TH Köln

Master Digital Sciences

Documents for Study Program Accreditation

Guided Project SS25_04 »AI based Audit of Sustainability Reports«

Organizational Details

Supervisor(s)
Prof. Dr. Daniel Gaida; Prof. Dr. Lilia Pasch
Team size
2-4
Language
English
Start
End March
Offered as
GP-ID (6 ECTS) , GP-GAK (12 ECTS)

Project Image

Problem Description

From 2025, large listed companies will have to publish very detailed sustainability reports covering environmental, social and governance issues. These reports are required by the new regulations at EU level, which consist of the following parts

  • Corporate Sustainability Reporting Directive (CSRD) (general requirements)
  • European Sustainability Reporting Standards (ESRS) (data points) 2 general standards (ESRS 1 and ESRS 2), 5 standards dealing with the environment (ESRS E1 to E5) 4 standards dealing with social topics (ESRS S1 to S4) and 1 standard on the topic of governance (ESRS G1)

The (qualitative and quantitative) data points required by the ESRS are available at: https://efrag.sharefile.com/share/view/s1a12c193b86d406e90b1bcd7b6bb8f6f/fo37c90b-9d9b-4432-a76b-27760cfcc01b.

The first sustainability reports will be published by the companies concerned in March/April 2025 (the list of companies is available at: https://www.xetra.com/resource/blob/67858/a74c988df5a50c597f9e88c7d5c355c6/data/Listed-companies.xlsx). In the meantime, it is possible to work with reports published last year.

The sustainability reports must be audited by an auditor.
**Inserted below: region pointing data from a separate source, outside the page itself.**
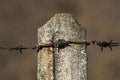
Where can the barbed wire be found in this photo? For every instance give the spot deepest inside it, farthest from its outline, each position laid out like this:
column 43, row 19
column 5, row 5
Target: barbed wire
column 61, row 44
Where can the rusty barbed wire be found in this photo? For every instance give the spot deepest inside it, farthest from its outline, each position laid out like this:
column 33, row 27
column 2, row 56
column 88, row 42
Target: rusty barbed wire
column 61, row 44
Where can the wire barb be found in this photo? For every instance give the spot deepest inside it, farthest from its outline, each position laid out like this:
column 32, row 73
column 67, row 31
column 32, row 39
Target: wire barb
column 61, row 44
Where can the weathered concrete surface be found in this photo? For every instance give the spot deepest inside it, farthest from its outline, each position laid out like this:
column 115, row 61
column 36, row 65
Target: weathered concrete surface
column 69, row 63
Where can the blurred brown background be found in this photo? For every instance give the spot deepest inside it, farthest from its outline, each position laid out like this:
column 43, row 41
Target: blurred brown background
column 19, row 20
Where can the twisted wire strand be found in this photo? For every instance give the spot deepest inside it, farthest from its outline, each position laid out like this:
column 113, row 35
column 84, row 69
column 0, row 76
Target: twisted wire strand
column 60, row 43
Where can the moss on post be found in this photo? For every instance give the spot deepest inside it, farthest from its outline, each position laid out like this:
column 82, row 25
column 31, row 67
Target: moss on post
column 69, row 63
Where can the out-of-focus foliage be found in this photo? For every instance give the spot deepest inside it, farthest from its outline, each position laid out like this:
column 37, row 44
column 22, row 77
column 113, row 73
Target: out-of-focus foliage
column 19, row 20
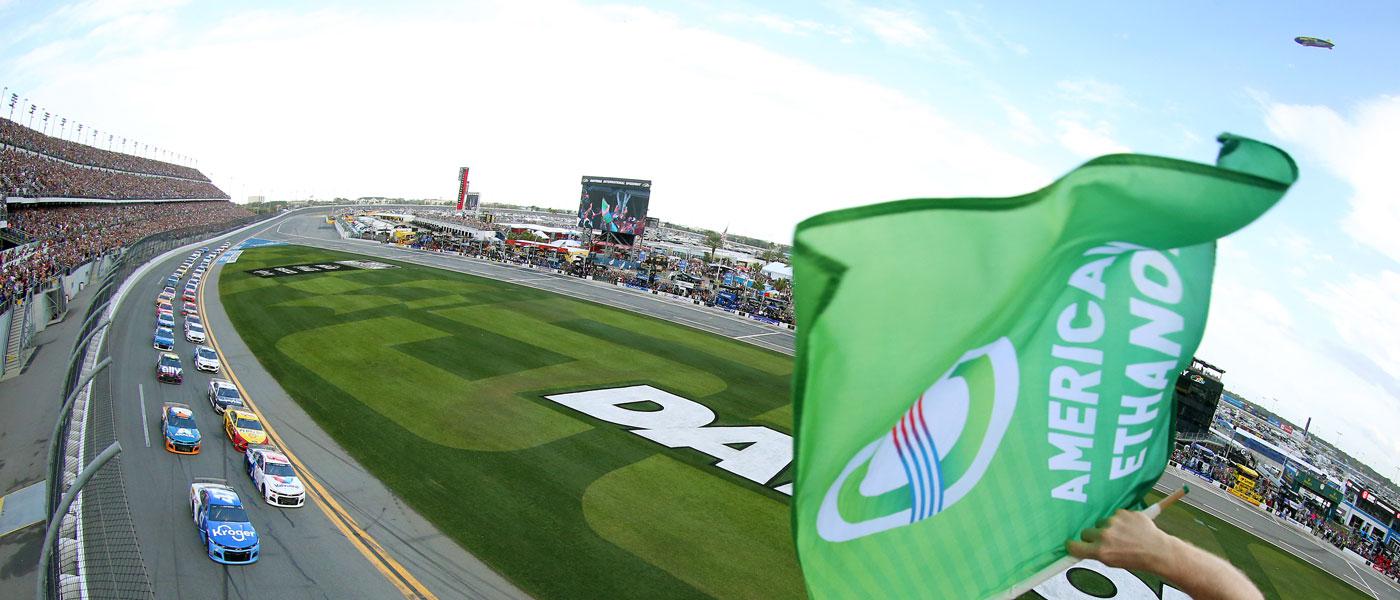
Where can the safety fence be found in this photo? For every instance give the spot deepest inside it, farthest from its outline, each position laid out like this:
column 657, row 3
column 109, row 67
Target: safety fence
column 91, row 550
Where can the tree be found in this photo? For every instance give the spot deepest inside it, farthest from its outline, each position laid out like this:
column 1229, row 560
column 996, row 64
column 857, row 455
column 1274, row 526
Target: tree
column 713, row 239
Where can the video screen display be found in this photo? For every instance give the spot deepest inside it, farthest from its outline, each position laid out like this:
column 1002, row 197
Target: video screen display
column 615, row 206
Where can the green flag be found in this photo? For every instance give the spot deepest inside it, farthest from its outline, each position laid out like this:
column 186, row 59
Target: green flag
column 979, row 379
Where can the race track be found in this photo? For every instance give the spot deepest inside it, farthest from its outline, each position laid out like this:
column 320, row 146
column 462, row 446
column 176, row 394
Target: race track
column 311, row 230
column 1298, row 543
column 357, row 540
column 352, row 540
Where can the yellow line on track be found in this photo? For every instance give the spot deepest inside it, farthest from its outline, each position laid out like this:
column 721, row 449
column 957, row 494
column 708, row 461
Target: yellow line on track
column 395, row 572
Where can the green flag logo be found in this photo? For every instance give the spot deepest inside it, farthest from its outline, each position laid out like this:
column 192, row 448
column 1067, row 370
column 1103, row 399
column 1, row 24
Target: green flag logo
column 930, row 459
column 979, row 379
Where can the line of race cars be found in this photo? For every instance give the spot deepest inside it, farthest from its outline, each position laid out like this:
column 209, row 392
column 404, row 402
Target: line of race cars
column 220, row 518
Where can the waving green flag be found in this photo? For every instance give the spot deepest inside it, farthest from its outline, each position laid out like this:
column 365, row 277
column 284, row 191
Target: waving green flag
column 979, row 379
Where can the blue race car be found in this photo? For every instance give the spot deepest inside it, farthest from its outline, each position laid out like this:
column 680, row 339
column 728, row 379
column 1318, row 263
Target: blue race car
column 164, row 339
column 221, row 522
column 178, row 428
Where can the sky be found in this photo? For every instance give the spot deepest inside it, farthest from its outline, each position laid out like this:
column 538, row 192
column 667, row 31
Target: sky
column 752, row 116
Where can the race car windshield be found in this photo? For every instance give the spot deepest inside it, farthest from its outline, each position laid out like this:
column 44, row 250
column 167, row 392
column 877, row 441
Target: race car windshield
column 280, row 470
column 228, row 513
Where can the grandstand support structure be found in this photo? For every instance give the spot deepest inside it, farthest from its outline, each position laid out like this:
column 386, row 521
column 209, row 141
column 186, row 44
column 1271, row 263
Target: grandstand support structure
column 17, row 340
column 91, row 547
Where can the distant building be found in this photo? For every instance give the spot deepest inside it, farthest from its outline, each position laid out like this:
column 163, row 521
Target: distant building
column 1197, row 395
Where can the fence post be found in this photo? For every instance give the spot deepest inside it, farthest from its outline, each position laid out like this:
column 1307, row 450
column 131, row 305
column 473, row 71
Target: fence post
column 87, row 339
column 94, row 312
column 46, row 553
column 63, row 416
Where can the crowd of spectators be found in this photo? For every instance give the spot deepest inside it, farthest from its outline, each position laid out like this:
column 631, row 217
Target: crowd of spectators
column 70, row 235
column 17, row 134
column 34, row 175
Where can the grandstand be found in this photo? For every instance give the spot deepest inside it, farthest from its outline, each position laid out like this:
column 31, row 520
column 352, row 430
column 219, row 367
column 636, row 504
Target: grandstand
column 65, row 204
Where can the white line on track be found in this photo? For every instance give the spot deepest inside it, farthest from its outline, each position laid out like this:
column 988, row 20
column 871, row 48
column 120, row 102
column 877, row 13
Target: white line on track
column 146, row 427
column 1362, row 579
column 469, row 266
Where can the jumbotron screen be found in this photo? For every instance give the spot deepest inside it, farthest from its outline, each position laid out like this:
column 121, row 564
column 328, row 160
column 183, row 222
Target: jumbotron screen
column 615, row 206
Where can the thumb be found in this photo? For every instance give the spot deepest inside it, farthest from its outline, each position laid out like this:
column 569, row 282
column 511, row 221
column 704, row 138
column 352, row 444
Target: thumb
column 1151, row 512
column 1081, row 548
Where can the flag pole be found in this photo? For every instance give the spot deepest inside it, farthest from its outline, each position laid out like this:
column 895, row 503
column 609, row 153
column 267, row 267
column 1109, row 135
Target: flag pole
column 1040, row 576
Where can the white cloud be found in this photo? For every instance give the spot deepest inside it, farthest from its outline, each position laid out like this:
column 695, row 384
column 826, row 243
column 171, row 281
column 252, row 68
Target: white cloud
column 788, row 25
column 1094, row 91
column 1365, row 313
column 1022, row 126
column 896, row 27
column 980, row 34
column 1087, row 140
column 367, row 104
column 1361, row 151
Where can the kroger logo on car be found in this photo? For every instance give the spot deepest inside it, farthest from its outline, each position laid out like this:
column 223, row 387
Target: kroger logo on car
column 231, row 532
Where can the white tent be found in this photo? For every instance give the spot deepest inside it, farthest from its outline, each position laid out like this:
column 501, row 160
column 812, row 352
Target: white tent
column 777, row 272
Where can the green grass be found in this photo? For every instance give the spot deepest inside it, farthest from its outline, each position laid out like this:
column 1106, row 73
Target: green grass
column 434, row 381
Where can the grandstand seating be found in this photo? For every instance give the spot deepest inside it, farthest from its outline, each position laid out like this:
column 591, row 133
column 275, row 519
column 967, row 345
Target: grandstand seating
column 24, row 137
column 53, row 238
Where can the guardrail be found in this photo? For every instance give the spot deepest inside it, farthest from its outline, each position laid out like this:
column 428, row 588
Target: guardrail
column 91, row 548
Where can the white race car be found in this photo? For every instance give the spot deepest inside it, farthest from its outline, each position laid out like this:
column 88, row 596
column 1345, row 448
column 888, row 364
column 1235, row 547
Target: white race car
column 193, row 333
column 223, row 396
column 273, row 476
column 206, row 360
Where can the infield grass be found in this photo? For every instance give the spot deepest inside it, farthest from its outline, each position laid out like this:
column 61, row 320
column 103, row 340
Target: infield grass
column 434, row 382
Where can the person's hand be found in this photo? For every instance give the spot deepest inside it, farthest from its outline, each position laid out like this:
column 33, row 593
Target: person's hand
column 1130, row 540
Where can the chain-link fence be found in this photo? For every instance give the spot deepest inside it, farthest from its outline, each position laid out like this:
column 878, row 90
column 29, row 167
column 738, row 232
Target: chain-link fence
column 95, row 551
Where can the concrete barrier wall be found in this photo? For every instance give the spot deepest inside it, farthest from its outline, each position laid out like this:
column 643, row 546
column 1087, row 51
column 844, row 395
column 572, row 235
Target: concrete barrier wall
column 4, row 330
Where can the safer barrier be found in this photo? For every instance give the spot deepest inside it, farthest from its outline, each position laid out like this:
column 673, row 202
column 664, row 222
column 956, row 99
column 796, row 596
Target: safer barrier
column 95, row 553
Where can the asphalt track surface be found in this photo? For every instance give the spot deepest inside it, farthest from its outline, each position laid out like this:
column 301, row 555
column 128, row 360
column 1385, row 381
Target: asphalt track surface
column 352, row 540
column 1298, row 543
column 311, row 230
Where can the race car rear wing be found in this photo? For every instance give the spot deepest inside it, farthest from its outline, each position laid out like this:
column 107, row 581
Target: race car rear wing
column 263, row 448
column 210, row 483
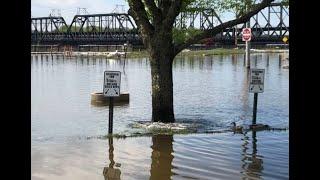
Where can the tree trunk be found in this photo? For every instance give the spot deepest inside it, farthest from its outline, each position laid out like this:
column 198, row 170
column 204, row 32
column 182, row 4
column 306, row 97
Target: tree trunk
column 161, row 58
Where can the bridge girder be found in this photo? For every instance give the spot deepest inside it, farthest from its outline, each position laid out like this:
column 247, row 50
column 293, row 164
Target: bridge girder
column 268, row 25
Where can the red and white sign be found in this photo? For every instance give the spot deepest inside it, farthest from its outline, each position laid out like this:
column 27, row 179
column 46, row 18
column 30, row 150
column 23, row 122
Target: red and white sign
column 246, row 34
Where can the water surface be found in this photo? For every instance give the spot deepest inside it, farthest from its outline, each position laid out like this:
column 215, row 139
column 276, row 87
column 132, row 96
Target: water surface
column 211, row 91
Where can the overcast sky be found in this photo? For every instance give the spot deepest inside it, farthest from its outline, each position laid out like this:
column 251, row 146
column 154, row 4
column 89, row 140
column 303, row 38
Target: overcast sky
column 68, row 8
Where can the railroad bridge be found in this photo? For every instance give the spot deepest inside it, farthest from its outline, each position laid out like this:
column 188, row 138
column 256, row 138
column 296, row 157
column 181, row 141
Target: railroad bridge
column 270, row 25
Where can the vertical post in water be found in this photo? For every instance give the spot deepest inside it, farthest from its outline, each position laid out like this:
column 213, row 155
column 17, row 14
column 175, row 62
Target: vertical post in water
column 255, row 102
column 280, row 59
column 110, row 115
column 248, row 48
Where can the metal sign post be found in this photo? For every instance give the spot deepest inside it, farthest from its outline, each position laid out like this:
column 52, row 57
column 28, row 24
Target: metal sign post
column 246, row 36
column 256, row 86
column 111, row 88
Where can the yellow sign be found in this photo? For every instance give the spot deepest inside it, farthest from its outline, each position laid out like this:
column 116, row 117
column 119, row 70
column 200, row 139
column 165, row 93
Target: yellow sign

These reports will be very long and complex (100-150 pages). The use of AI to support the auditor in auditing the sustainability reports would significantly simplify the audit process and reduce costs.

Project Definition

The aim of the project is to use a Large Language Model (LLM) to check whether the published reports contain all the data points required by one of the ESRS mentioned above (the students can choose which of the ten ESRS they want to use for the project). As a result of the review of a sustainability report by the LLM, a protocol should be created in which one column contains the data points from one of the ESRS (see link above) and another column contains the text passages from the sustainability report that were assigned to this data point (if no suitable text passages were found, the field would be empty). A third column would contain the assessment of the AI, indicating the degree of fulfilment of the requirement (low, medium, high). Such a protocol could serve as a basis for the auditor to decide whether further audit procedures are required in relation to certain data points. You can start with ChatGPT, DeepSeek, etc. and write prompts that yield good results. In the end, you will need to provide a small application that uses an API to an LLM, where an Excel sheet with the ESRS data points and the report to be examined can be uploaded. This application will then generate the protocol as described above. For 12 ECTS you should additionally analyse different LLMs (local and remote) and develop/test different architectures (retrieval augmented generation and variations thereof). The application should also have a chat interface to be able to chat with the LLM about the protocol after it has been generated.

Learning Outcome

Usage of LLMs for the systematic analysis of large reports. Prompting of LLMs and possibly advanced methods such as Retrieval Augmented Generation.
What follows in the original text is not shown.